By Christine Kukka
The day we arrived home from China, my husband and I brought our four-month-old adopted daughter to a pediatrician for a check-up. The doctor looked at my daughter’s health records from China, saw she had tested negative for hepatitis B, and said, “Good, I don’t have to test her for that.”
About a year later, I got sick, very sick. I felt nauseous, my stomach hurt and I felt bone tired. I gradually recovered and chalked it up to a bad case of flu.
When my daughter was 2 years old, I read on an adoption email list that some children were testing positive for hepatitis B stateside, though their medical reports in China had given them a clean bill of health. During her next check-up, I asked the pediatrician to test her for hepatitis B. The test result came back positive. A week later, so did mine.
My daughter had chronic hepatitis B, and I, who had donated blood regularly until I became a busy parent, had an acute case, and cleared the infection. Our story, unfortunately, is not uncommon. Across the U.S., many primary care doctors fail to test at-risk patients for hepatitis B.
I live in a rural, New England state where there are not many people from countries with high rates of hepatitis B. Our pediatrician didn’t know that it can take several weeks after exposure for an infection to show up in a lab test. She didn’t know that China’s medical records weren’t reliable. She knows it now, but many providers still don’t.
Over the years, I have heard many similar stories with worse outcomes. In one case, a young woman born in South Korea suffered epilepsy and her doctor treated her with a common seizure medication without first screening her for liver infection or damage. She died in her early 20s from liver cancer.
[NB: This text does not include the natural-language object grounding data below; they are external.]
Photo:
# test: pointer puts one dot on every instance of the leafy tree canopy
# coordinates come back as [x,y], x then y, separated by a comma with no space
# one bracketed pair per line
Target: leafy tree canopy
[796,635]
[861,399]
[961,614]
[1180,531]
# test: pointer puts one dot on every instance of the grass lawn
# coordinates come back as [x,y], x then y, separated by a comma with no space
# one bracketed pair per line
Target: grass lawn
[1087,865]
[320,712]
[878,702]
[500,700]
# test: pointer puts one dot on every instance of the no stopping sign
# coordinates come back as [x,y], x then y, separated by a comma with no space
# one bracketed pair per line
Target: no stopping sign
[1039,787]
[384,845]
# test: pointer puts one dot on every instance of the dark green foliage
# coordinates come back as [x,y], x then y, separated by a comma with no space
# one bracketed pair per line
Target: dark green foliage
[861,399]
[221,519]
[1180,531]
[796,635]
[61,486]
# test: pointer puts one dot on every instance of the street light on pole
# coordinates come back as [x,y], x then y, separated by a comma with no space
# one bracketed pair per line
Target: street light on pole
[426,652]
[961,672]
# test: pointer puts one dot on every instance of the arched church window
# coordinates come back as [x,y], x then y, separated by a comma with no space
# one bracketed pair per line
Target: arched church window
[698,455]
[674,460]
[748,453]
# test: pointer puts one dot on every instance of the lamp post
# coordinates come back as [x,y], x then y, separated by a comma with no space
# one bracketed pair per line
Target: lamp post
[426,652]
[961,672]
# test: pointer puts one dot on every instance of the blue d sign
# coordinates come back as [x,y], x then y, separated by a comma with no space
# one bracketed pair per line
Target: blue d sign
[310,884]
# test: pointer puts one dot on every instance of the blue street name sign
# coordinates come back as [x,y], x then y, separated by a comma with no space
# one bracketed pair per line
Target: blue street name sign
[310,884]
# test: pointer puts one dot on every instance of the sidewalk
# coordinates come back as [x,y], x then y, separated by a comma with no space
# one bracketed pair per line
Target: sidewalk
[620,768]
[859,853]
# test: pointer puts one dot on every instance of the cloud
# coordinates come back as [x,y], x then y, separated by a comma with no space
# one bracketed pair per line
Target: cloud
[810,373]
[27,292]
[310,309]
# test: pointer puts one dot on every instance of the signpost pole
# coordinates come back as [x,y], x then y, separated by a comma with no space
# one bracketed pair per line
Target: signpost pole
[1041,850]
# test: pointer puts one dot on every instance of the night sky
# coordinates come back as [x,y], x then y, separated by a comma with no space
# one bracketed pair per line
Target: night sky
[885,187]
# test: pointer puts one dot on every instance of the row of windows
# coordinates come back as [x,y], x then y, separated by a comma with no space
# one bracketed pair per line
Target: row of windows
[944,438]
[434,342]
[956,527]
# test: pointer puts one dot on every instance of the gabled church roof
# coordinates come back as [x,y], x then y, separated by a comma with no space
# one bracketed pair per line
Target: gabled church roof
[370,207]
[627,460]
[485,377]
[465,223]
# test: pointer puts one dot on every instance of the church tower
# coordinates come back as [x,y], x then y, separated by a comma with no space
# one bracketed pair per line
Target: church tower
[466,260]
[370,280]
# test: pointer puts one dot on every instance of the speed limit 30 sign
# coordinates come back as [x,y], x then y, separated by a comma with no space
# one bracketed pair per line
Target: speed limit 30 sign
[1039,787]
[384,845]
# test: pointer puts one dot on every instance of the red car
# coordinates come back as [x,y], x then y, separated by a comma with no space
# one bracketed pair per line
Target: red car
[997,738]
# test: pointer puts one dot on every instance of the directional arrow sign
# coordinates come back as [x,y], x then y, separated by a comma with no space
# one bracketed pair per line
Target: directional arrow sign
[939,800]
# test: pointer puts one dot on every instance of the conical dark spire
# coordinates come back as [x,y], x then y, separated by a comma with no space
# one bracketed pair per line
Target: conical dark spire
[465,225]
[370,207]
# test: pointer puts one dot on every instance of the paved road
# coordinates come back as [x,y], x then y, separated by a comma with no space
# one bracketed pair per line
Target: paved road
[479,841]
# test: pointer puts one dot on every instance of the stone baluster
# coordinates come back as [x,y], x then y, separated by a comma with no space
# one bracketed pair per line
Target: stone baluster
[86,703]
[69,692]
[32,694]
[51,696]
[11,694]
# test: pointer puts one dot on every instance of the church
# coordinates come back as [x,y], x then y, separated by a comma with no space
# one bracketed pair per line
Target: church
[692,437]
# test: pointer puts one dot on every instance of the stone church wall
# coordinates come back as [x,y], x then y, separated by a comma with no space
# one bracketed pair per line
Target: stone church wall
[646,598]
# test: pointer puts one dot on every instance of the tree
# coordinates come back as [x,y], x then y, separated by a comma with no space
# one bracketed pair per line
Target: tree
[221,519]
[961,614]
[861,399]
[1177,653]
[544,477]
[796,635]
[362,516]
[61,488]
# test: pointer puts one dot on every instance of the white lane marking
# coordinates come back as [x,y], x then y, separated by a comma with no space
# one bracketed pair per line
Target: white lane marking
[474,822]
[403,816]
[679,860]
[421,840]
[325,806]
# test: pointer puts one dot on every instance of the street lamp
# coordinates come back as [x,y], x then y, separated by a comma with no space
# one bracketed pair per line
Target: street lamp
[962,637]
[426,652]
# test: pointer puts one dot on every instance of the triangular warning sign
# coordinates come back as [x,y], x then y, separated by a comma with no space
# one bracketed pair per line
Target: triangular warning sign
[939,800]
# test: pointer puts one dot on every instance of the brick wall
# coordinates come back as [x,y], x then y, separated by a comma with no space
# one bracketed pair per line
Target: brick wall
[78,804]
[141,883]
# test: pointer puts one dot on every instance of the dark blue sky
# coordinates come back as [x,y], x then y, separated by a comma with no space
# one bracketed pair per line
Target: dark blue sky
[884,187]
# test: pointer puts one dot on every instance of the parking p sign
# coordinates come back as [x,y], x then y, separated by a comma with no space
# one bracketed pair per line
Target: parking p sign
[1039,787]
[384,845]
The epilepsy drug accelerated her hepatitis B-related liver disease.
A recent article published on the Monthly Prescribing Reference website, describes how a primary care provider was sued for malpractice after he failed to monitor a patient for liver damage despite the fact the Asian-American patient told him he had hepatitis B in his teens. The patient, who was treated by the doctor for more than 15 years, died from liver cancer resulting from untreated hepatitis B.
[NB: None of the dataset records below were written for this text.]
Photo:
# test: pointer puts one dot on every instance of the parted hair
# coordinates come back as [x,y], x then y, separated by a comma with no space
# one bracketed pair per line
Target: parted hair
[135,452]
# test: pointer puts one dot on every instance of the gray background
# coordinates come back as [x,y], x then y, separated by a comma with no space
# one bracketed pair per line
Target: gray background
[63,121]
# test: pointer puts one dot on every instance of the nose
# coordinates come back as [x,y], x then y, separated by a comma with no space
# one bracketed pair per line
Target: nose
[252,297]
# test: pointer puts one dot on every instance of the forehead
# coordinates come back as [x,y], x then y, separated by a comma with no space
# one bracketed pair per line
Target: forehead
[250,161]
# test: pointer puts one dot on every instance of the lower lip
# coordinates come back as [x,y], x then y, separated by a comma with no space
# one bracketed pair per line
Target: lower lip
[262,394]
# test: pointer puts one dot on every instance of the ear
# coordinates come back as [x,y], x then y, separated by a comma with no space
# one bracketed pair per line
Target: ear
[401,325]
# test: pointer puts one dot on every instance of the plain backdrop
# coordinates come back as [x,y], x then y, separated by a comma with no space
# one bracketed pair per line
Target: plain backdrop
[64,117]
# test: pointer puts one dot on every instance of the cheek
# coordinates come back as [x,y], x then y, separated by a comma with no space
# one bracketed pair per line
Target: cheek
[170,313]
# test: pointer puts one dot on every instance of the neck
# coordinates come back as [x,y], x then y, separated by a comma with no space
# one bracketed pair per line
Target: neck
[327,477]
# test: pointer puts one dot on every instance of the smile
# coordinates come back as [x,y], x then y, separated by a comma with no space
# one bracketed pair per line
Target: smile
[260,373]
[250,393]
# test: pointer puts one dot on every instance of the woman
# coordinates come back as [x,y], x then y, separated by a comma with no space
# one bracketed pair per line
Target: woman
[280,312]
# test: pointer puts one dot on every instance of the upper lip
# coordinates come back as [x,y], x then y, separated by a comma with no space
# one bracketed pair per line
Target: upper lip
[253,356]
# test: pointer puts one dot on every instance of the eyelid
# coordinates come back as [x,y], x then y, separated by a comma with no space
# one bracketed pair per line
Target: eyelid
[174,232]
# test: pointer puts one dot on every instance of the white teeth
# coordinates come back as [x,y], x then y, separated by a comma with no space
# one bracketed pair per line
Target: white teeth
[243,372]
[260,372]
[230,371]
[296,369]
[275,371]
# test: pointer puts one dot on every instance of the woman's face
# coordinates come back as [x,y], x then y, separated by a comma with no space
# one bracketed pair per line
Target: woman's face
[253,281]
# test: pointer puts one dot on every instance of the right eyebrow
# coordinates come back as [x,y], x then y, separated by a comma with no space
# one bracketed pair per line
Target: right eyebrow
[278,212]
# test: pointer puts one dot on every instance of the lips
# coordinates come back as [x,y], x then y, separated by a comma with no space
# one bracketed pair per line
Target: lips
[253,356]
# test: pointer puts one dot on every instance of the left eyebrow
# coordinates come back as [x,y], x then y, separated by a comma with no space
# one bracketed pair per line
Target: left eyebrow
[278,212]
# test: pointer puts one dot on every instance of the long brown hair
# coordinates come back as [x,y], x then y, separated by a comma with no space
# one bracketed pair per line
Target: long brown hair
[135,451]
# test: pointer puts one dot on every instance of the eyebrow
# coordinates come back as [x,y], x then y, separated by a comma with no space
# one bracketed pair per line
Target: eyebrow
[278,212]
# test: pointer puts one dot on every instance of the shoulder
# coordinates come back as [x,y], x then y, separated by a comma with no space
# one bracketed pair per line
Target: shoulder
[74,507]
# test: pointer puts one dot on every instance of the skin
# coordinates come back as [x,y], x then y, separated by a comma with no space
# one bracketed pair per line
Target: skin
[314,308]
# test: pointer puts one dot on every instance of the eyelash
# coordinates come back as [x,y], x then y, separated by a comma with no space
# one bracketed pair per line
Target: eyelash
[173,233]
In addition to these stories, there are numerous studies published in medical journals that show doctors often fail to test patients for hepatitis B or treat them appropriately when hepatitis B is diagnosed. Even liver experts who should know better often don’t follow medical guidelines that recommend antiviral treatment for hepatitis B-related liver damage.
I often wonder why there is this breakdown in hepatitis B care. I wonder if it stems from racism or prejudice. Many people with hepatitis B are people of color, recent immigrants, gay, or low-income. These patients can be challenging for doctors, especially when providers have little experience with hepatitis B, but that’s no excuse.
Over the years, I have accompanied my daughter to her medical appointments and often remind doctors what labs they should order and what the latest monitoring guidelines are. The best of them admit they don’t know how to treat hepatitis B and sit down and read the latest guidelines and discuss a care plan with my daughter. The worse simply do whatever I ask, and I am no doctor.
I have found one of the best tools available are software programs that link a patient’s electronic medical record to current medical guidelines. It makes it easy for doctors to know what tests should be ordered, especially if they have never treated hepatitis B before. But they need to have the software and the desire to use it.
I appreciate that doctors are human, over-worked and are driven by an assembly line business model that makes it hard to pause and research a new medical condition. However, the human price paid for lapses in care is terrible, and far more costly considering the expense of treating liver cancer, compared to running the right tests and prescribing the correct antiviral treatment today.
In the U.S., about two-thirds of people living with chronic hepatitis B don’t know they’re infected. They don’t have the money, the insurance coverage, or access to the right doctors who will test and treat them, and make sure their family members are tested and vaccinated. An estimated 20 percent of these people will die prematurely from liver disease. And today, as I listen to the news, I am afraid it’s only going to get worse.